OFB takes a different approach: encrypt the IV, then encrypt that result, then encrypt that result, and so on.
How OFB Works
The Process
Block 0:
- Encrypt the IV with AES → produces keystream block 0 (KS0)
- XOR KS0 with plaintext block 0 → ciphertext block 0
Block 1:
- Encrypt KS0 with AES → produces KS1
- XOR KS1 with plaintext block 1 → ciphertext block 1
Block 2:
- Encrypt KS1 with AES → produces KS2
- XOR KS2 with plaintext block 2 → ciphertext block 2
Each keystream block is the previous one encrypted again. The output feeds back as the next input.
Why “Output Feedback”?
The output of AES becomes the input to the next AES.

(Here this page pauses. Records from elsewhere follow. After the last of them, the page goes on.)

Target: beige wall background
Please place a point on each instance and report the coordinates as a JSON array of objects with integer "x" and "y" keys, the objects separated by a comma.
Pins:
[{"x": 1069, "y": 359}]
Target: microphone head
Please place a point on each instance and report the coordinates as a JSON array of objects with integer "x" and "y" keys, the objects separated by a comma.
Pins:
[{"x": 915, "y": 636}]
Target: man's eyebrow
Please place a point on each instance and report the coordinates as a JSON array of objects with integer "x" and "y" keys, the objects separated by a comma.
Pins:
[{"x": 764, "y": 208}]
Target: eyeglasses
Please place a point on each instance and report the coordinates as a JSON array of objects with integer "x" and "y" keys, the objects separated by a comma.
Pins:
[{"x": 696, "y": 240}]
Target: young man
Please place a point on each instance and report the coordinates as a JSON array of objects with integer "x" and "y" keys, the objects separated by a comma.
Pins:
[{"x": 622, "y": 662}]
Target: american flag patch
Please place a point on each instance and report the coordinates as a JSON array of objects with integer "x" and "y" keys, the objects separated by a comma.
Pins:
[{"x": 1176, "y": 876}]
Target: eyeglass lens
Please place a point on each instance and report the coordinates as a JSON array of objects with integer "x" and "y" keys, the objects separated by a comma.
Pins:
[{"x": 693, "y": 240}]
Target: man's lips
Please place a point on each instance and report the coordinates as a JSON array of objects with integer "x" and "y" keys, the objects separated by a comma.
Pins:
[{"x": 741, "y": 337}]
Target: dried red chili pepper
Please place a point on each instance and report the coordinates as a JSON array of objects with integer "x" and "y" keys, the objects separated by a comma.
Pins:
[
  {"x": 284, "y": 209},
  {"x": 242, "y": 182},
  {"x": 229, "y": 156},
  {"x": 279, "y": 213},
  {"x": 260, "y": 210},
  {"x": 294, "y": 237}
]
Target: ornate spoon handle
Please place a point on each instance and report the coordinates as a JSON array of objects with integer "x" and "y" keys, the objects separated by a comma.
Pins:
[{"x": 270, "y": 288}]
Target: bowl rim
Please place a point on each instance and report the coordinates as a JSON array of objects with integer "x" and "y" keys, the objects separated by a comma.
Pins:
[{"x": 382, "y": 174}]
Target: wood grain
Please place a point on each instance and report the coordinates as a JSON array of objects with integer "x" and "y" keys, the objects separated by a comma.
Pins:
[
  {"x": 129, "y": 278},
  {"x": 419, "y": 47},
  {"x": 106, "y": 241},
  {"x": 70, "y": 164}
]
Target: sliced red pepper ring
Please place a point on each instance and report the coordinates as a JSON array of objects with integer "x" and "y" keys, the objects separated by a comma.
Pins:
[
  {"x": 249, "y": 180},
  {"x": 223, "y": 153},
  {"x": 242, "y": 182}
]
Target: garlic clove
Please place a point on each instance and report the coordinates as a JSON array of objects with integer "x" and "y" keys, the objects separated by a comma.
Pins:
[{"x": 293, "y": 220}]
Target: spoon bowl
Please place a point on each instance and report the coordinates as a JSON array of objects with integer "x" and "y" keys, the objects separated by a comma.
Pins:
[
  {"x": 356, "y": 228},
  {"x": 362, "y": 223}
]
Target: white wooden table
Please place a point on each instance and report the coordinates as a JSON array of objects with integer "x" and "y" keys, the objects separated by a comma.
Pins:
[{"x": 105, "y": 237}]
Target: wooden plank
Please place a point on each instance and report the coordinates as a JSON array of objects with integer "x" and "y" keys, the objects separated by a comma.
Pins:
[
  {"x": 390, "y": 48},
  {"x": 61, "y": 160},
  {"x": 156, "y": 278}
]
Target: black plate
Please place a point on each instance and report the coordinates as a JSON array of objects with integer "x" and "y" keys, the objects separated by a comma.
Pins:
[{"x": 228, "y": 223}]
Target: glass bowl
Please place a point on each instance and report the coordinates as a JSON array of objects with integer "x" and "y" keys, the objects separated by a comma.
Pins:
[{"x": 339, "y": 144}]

IV → AES → KS0 → AES → KS1 → AES → KS2 → ...This chain of encryptions produces the keystream. The plaintext never touches AES directly.
OFB vs CTR
Both generate a keystream and XOR with plaintext. The difference is how they generate it:
| OFB | CTR | |
|---|---|---|
| Keystream from | Encrypt previous keystream | Encrypt counter values |
| Parallelizable | No (each block needs previous) | Yes |
| Random access | No (must generate in order) | Yes |
CTR is more flexible. OFB came first historically.
Trade-offs
Pros:
- Keystream can be pre-computed before the message arrives
- Encryption and decryption are identical (just XOR)
- Bit errors don’t propagate (unlike CBC)
Cons:
- Not parallelizable (must generate keystream sequentially)
- No random access to blocks
- No authentication (same as CTR)
The lesson: OFB and CTR both turn a block cipher into a stream cipher. CTR won out because counters are simpler than feedback chains.